Si potrebbe manifestare una condizione di eccessiva vigilanza con particolare attenzione ai segnali di pericolo. Ci si potrebbe sentire irrequieti, irritabili tanto da essere predisposti a scoppi di rabbia e non riuscire a controllare adeguatamente le proprie reazioni.
Un altro sintomo comune è la depressione, accompagnato da un minore interesse verso le attività svolte in precedenza. Sono molto comuni anche i sensi di colpa, ad esempio la persona può sentirsi in colpa per essere sopravvissuto a differenza di altri e provare anche un relativo sentimento di vergogna.
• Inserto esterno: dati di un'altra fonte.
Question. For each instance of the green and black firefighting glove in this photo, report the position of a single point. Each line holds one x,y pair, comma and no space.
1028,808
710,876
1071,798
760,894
In questi soggetti è più facile la comparsa anche di attacchi di panico, ansia e malumore.
Chiaramente chi dovesse rendersi conto di avere sintomi di questo tipo deve subito chiedere aiuto ad uno specialista psicologo-psicoterapeuta.
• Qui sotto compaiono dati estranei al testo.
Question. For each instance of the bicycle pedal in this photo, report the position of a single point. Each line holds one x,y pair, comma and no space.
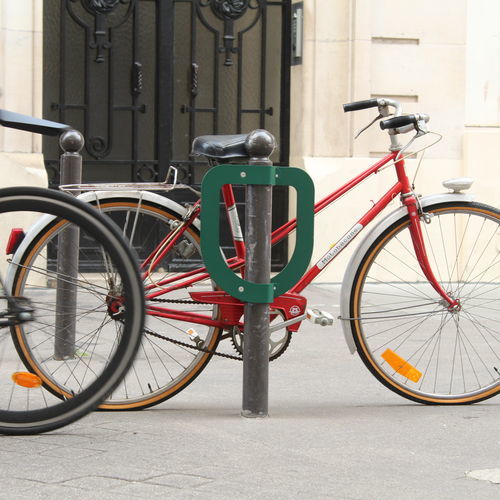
318,317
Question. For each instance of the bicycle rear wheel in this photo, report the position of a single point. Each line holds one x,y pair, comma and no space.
403,330
167,360
88,311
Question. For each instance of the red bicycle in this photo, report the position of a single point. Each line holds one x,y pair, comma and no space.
419,300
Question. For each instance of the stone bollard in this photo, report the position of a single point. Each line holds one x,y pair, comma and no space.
71,143
260,145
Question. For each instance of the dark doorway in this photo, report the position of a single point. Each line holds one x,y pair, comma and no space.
142,78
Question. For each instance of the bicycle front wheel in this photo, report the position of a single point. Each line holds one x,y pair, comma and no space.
82,306
404,331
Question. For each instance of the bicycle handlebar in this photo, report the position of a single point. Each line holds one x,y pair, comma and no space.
401,121
357,105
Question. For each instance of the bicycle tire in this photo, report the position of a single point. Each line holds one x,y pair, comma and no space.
104,345
405,334
161,369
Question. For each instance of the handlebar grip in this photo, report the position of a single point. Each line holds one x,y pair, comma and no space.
355,106
399,121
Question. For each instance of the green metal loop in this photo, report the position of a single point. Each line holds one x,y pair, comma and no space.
224,277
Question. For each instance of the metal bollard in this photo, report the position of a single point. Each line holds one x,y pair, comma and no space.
260,144
71,143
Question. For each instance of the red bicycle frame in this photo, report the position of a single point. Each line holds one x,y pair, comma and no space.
401,188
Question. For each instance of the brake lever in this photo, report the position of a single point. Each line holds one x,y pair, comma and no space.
369,125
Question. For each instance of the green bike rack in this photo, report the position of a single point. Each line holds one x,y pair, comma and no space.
224,277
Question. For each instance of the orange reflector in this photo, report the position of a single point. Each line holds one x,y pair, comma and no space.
26,379
401,366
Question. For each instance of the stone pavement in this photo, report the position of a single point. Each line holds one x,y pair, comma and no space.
333,432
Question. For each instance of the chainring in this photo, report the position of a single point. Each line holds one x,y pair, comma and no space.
277,345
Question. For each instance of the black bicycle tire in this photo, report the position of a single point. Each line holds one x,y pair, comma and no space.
356,329
69,410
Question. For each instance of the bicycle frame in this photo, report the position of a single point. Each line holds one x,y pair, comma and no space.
401,188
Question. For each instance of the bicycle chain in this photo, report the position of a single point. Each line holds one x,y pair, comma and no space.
185,344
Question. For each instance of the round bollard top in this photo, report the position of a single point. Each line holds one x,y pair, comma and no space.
260,144
71,141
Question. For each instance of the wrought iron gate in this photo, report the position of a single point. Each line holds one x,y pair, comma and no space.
142,78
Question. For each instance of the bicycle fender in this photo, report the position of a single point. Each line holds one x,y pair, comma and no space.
30,234
372,235
89,197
Il trattamento del Disturbo da Stress Post-Traumatico Covid correlato.
In generale è sempre auspicabile una forma di trattamento prima che i sintomi degenerino in forme croniche, per questo è fondamentale un intervento tempestivo, intervento che deve chiaramente tener conto delle peculiarità di ogni singolo essere umano e rispettarne le proprie specificità.
È opportuno valutare con lo specialista sia una psicoterapia che un eventuale trattamento di tipo farmacologico.
Rispetto al processo psicoterapico è importante fornire alle persone in trattamento informazioni in merito alle modalità di sviluppo del PTSD, bisogna dunque partire da una fase di educazione e di informazione sulle caratteristiche del disturbo in oggetto. Riuscire a riconoscere i sintomi nelle settimane successive e ad agire rapidamente per gestirli e trattarli è una componente che influenza fortemente il successo del trattamento. Attraverso la psicoterapia il paziente può imparare i metodi di gestione dell’ansia e della depressione e come modificare eventuali comportamenti rischiosi.
La psicoterapia è fondamentale per il trattamento del PTSD. In accordo con lo specialista e in base alle predisposizioni personali, oltre che ai sintomi presenti, il paziente può scegliere se intraprendere una psicoterapia individuale o di gruppo. La lunghezza del trattamento è fortemente variabile e dipende da diversi fattori. Ai fini del successo del trattamento può essere molto utile il coinvolgimento della famiglia del paziente nel suo processo di cura. Molto utili sono anche i follow-up in periodi successivi alla fine del trattamento.
Ci sono inoltre dei comportamenti che possono positivamente influenzare il percorso di psicoterapia. Questi consistono nel concedersi del tempo per metabolizzare l’accaduto; accettare la propria reazione all’evento traumatico; permettersi di prendere contatto con il proprio dolore/sofferenza; non provare vergogna per quanto sperimentato/vissuto; condividere la situazione con chi ha subito un’esperienza simile per favorire un sano confronto/rispecchiamento; riprendere pian piano i normali ritmi di vita e accettare di aver bisogno di chiedere aiuto ad un esperto.